Wisconsin is a consistent leader when it comes to the achievement gap between black and white students, according to the “Nation’s Report Card.”
Data from the National Assessment of Educational Progress (NAEP) highlights the state’s deficiency when it comes to educating African American students versus Caucasian students in the state. When it comes to eighth grade reading and math, Wisconsin has ranked amongst the top five states when it comes to the achievement gap since 2000 – and in seven out of eight results, ranks either first or second in the country.
The NAEP data – often referred to as “the nation’s report card” due to its use in comparing public education between states – showcased above average scores for white students, coupled with below average scores for black students using the same mechanisms. In each year during the 2000s, Wisconsin’s achievement gap has been at least 23% higher than the national average – culminating with increases of 45% in math and 46% in reading during the 2007 tests.
These staggering gaps have emerged as one of the most pressing problems with public education in Wisconsin today.
While the achievement gap, according to NAEP data, has been reduced recently, Wisconsin is still lagging behind the rest of the country.
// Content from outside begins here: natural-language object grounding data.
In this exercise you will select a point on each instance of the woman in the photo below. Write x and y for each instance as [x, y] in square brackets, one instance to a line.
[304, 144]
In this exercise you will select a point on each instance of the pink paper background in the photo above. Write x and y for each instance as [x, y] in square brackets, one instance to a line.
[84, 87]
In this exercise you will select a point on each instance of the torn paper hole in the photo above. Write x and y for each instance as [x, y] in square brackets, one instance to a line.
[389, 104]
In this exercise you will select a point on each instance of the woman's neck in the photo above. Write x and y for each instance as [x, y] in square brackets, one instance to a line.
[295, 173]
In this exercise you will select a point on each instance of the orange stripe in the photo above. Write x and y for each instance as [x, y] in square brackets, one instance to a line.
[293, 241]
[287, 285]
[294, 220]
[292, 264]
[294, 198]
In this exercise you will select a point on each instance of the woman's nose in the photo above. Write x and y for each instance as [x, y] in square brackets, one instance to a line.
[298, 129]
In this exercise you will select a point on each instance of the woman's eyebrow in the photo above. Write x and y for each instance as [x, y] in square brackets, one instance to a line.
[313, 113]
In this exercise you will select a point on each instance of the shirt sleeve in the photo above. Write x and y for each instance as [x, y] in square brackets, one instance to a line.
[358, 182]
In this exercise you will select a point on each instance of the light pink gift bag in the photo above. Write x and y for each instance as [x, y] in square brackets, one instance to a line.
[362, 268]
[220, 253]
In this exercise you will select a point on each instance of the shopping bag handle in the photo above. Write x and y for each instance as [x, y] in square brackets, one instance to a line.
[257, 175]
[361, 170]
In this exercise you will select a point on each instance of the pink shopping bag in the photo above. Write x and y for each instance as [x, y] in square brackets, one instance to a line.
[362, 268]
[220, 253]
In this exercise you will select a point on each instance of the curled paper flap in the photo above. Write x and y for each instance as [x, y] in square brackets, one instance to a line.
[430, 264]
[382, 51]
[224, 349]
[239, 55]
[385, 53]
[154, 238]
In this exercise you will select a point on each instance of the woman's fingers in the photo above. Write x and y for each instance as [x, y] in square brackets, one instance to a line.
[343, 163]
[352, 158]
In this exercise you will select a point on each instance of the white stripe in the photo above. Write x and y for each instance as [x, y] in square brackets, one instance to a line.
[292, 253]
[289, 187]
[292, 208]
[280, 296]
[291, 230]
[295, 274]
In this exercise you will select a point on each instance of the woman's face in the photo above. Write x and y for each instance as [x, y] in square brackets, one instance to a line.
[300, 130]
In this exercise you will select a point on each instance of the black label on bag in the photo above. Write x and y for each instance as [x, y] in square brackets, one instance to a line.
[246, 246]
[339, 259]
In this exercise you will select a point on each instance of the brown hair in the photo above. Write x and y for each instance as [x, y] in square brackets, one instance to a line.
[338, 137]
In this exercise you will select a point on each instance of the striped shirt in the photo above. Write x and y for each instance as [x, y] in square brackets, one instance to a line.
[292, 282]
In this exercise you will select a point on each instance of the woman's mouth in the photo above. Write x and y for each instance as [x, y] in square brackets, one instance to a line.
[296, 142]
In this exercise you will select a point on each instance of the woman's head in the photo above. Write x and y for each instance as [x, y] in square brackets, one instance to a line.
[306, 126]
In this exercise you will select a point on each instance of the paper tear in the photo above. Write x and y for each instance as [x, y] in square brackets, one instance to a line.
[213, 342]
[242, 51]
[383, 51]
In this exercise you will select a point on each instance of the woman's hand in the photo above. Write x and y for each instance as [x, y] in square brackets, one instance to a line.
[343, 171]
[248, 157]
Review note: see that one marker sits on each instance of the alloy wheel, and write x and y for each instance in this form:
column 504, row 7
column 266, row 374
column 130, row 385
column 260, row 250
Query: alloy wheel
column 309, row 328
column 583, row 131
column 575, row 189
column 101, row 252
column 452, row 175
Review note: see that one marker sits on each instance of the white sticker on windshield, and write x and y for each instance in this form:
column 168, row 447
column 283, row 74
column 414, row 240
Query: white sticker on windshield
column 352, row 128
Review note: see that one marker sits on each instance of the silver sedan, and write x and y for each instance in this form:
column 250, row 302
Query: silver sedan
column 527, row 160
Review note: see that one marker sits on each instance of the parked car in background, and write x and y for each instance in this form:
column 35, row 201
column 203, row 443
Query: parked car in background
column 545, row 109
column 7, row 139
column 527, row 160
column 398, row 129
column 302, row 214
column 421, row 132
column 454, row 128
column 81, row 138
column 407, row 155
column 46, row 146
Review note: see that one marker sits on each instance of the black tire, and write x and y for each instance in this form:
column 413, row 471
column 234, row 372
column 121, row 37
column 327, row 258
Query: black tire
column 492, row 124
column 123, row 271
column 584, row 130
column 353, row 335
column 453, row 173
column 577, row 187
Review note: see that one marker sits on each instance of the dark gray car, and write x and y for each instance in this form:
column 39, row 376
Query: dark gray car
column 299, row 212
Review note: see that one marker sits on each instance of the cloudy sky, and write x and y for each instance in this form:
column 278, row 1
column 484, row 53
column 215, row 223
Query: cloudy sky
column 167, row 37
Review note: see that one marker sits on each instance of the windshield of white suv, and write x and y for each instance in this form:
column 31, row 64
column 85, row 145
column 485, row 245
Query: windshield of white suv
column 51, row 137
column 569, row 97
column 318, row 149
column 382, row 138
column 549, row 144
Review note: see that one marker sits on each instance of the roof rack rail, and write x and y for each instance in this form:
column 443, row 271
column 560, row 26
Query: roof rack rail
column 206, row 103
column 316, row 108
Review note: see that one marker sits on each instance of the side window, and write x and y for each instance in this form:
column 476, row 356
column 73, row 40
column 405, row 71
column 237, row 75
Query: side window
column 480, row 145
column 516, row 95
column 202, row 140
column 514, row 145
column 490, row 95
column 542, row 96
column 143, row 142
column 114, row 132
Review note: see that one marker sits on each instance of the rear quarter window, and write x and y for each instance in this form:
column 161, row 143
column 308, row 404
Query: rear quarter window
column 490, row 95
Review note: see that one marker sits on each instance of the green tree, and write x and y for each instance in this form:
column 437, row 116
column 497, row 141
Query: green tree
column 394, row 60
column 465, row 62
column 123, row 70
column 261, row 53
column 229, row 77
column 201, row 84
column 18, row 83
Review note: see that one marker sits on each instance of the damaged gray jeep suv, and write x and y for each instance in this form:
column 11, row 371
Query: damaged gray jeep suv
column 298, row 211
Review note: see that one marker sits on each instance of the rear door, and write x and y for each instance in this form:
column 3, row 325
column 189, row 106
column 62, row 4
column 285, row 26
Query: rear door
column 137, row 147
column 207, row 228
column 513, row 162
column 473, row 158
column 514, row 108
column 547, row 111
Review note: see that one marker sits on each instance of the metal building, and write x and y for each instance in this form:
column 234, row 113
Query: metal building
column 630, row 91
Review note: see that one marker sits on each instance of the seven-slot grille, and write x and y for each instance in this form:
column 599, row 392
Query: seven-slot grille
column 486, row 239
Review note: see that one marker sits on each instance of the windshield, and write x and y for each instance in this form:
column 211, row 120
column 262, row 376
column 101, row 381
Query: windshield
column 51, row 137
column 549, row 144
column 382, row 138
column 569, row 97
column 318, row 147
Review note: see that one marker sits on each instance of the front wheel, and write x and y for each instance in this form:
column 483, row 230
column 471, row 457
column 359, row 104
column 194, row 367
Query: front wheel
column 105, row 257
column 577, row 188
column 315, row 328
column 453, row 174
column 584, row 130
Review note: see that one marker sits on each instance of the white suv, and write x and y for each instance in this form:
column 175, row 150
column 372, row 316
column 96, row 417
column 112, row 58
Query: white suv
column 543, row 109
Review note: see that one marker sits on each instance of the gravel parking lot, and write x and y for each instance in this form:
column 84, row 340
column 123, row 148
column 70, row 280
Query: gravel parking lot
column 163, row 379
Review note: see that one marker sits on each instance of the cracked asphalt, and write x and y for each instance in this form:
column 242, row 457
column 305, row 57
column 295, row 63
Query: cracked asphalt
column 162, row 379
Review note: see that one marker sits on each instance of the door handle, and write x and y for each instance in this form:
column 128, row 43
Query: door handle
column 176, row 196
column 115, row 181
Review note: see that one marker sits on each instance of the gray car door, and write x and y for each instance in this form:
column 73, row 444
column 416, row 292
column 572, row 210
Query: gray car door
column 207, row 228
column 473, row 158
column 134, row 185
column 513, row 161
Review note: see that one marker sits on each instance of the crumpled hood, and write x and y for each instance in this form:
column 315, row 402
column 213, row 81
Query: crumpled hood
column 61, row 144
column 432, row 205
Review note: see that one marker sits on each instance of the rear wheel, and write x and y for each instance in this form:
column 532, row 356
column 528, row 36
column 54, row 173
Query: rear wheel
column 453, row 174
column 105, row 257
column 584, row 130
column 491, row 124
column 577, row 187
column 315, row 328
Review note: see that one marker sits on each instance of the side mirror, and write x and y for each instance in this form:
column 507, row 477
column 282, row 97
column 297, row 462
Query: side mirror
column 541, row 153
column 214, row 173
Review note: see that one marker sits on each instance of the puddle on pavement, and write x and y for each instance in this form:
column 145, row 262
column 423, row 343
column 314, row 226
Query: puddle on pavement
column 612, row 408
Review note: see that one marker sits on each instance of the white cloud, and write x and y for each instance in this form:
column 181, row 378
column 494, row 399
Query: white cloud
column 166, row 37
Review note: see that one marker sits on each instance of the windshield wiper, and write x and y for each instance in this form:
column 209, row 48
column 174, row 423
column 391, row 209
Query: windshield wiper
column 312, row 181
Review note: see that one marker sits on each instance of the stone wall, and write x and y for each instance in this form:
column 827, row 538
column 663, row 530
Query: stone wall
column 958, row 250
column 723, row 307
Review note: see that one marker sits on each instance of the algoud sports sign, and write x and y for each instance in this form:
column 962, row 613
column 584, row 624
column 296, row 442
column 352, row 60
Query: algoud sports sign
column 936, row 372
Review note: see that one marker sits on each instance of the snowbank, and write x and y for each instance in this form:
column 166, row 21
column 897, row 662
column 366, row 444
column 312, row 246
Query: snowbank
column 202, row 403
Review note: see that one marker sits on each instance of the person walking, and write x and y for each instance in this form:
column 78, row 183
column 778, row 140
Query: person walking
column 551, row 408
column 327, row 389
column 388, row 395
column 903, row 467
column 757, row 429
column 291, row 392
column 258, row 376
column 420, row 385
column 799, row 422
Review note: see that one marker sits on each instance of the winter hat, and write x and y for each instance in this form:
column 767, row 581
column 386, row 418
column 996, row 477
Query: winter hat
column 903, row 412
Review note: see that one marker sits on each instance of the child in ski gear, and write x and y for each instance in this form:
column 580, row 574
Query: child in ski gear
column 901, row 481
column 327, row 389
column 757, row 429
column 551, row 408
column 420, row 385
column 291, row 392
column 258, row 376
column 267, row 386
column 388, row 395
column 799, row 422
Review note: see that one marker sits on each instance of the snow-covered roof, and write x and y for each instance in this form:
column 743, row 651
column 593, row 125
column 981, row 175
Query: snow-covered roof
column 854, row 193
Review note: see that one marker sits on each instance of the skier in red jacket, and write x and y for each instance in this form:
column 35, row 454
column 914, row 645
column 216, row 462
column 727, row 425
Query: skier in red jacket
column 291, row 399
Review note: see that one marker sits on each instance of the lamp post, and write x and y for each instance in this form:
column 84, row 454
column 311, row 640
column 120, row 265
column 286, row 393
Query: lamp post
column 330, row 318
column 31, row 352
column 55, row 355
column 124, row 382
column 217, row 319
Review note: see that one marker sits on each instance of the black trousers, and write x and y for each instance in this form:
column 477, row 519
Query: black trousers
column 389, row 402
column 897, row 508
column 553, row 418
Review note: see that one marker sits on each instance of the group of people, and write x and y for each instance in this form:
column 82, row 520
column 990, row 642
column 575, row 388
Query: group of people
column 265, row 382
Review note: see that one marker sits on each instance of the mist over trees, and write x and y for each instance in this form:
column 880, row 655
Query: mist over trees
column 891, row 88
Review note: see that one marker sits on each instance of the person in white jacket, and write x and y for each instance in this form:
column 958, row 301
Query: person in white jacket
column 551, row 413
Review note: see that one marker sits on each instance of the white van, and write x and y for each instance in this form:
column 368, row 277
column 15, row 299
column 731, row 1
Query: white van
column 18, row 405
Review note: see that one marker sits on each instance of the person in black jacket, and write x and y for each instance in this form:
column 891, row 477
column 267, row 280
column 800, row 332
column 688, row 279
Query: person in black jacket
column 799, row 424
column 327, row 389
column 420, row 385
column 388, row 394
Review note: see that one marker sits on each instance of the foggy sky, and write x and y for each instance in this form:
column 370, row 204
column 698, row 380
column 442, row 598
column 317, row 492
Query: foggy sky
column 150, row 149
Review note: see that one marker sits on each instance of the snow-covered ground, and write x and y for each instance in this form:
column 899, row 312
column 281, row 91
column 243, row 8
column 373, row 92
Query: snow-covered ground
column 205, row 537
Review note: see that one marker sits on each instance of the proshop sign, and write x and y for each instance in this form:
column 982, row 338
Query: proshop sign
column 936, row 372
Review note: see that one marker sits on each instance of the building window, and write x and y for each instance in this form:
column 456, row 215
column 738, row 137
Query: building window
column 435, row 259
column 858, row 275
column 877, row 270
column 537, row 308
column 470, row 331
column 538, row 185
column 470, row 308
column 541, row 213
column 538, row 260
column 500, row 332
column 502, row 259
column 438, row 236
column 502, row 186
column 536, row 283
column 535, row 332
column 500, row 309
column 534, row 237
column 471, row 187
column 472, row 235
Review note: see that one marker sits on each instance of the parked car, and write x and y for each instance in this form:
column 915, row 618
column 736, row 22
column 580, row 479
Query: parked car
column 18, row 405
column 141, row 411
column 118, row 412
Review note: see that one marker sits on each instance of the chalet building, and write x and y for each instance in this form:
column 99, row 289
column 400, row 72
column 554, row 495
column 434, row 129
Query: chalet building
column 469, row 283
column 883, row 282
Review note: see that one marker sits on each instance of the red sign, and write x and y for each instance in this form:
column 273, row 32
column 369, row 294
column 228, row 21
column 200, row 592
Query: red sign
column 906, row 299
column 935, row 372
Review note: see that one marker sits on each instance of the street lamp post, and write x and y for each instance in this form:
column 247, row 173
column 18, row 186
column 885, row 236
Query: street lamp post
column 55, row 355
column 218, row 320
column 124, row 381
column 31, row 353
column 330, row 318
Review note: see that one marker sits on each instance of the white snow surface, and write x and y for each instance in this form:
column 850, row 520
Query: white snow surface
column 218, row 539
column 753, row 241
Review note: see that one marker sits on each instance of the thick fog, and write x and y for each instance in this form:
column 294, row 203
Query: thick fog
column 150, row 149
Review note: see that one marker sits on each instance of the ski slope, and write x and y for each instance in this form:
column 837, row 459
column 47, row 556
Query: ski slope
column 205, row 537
Despite focused efforts to close this gap, the state lags behind the national average of improvement on 8th grade math scores, meaning that while Wisconsin has closed its achievement gap slightly, its African American students have lagged behind the improvement made by the rest of the country over this time span. Conversely, African American achievement is slightly ahead of the national rate of improvement in 8th grade reading scores.
An uptick in scores between 2007 and 2009 are a light of hope, but not uncommon in the state’s string of failure when it comes to NAEP scores. Dramatic jumps in test scores have not been sustainable in the past, and backsliding after significant gains is a legitimate possibility to happen again. A nine point jump in math scores for black students in 1992 was followed by a five point drop – and these results didn’t reflect significant improvement from that year until the most recent scores from 2009. A seven point jump in reading scores amongst the same students comes with its own caveats as well – this increase came after a five point drop, and shows just a two point improvement from 2005 and a four point improvement since the test’s adoption in 1998.
Wisconsin’s achievement gap is not a new issue, and the reflection of nearly 20 years of federal testing data showcases this. Though recent results may give a glimpse of a light at the end of the tunnel, past performances indicate that it’s too soon to be optimistic.
Even with pinpointed efforts, the state still lags behind the national average when it comes to educating its African American population. As the diverse growth of the student population expands, this is a problem that cannot continue.